TAC model has been commonly used, but has been thought to have a diversity of the severity of LV remodeling or HF. Some factors affecting the diversity have been known. Most important factor is the pressure gradient via trans-constriction with TAC, which is determined by aortic diameter, needle size, and tightness of ligature. To control the tightness of ligature is the most difficult task and is easily influenced by artificial factors during procedure of TAC operation. Therefore, we uniformed it by very tightly ligating without deformation of the nylon suture to avoid artificial factors. To minimize the variation of aortic diameter at operation, we used mice with a narrow range of BW. We further stratified mice by BW. Mice operated with 0.385 mm were divided into two groups; 19–22.5 g (lower BW group) and 22.5–26 g (higher BW group). The survival rates and the severity of LV remodeling or HF of lower BW group and higher BW group in 0.385 mm mice were similar (data not shown). Another problem is an increase in aortic diameter with growth after TAC operation. Aortic diameter may be affected by growth during long-term experiment. Therefore, we performed relatively short-term experiment, and created mice model of HF by TAC for four weeks. Our model had more severe phenotype than other report, but no mice died within 24 h after TAC operation and mortality rate was comparable during 4 weeks . These results would be due to our technical advantage. We could evaluate the effects of needle size by regulating these factors affecting the diversity of TAC operation.

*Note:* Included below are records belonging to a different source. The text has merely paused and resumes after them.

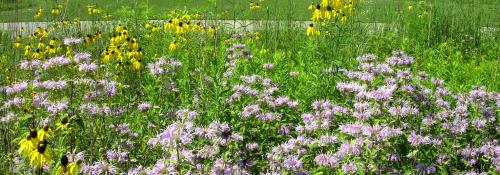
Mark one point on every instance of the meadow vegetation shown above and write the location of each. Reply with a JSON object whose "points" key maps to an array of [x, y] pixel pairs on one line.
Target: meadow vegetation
{"points": [[363, 87]]}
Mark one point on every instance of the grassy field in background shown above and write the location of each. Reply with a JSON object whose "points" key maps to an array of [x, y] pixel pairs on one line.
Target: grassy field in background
{"points": [[483, 12]]}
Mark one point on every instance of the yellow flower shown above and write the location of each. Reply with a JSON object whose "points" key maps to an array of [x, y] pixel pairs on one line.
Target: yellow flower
{"points": [[311, 31], [62, 124], [28, 144], [343, 18], [311, 6], [317, 15], [40, 156], [39, 13], [170, 25], [44, 133], [69, 169], [324, 3], [55, 10], [254, 6], [328, 13], [173, 46], [410, 7], [136, 65], [211, 31], [337, 4]]}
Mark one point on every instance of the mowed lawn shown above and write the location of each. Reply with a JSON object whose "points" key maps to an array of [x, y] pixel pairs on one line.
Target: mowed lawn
{"points": [[484, 12]]}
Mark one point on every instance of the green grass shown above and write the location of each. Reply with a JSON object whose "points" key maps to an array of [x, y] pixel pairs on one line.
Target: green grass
{"points": [[483, 12]]}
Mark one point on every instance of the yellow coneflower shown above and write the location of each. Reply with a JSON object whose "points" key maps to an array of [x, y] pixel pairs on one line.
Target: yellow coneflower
{"points": [[317, 15], [343, 18], [197, 27], [324, 3], [88, 39], [67, 168], [62, 125], [28, 144], [211, 31], [40, 156], [45, 133], [98, 34], [170, 25], [311, 31], [338, 4], [173, 46], [56, 10], [328, 13], [254, 5], [311, 6], [135, 64], [180, 28], [410, 7], [39, 13]]}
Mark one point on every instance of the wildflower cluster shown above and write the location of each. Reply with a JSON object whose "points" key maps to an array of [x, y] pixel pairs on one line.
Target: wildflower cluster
{"points": [[123, 50], [328, 11]]}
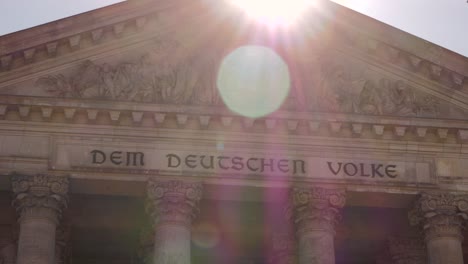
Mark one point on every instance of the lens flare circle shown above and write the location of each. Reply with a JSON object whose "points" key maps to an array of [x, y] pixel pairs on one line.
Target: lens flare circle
{"points": [[253, 81], [273, 12]]}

There are some limitations that should be acknowledged in the present study. First, we used inbred strain mice, which is suggested to have inherited individual variation. Indeed, it has been reported that parent of origin may affect the response to cardiac stress after TAC . We did not control the parent of origin, which, however, did not have any contribution to our results. Second, we did not measure the pressure gradient via trans-constriction with TAC. Therefore, we could not prove that the pressure gradient was finely regulated by our procedure. However, our results of cardiac phenotype and mortality rate after TAC showed that it was the case.
This is the first report showing how to steadily create hypertrophy and HF by TAC. This method is important for decreasing the number of mice used for experiments, and also contributes obviously to animal protection.
TAC with the diameter of 0.385 mm can effectively induce the transition from LV hypertrophy to HF in mice with relatively preserved survival.
The authors have no conflicts of interest to disclose.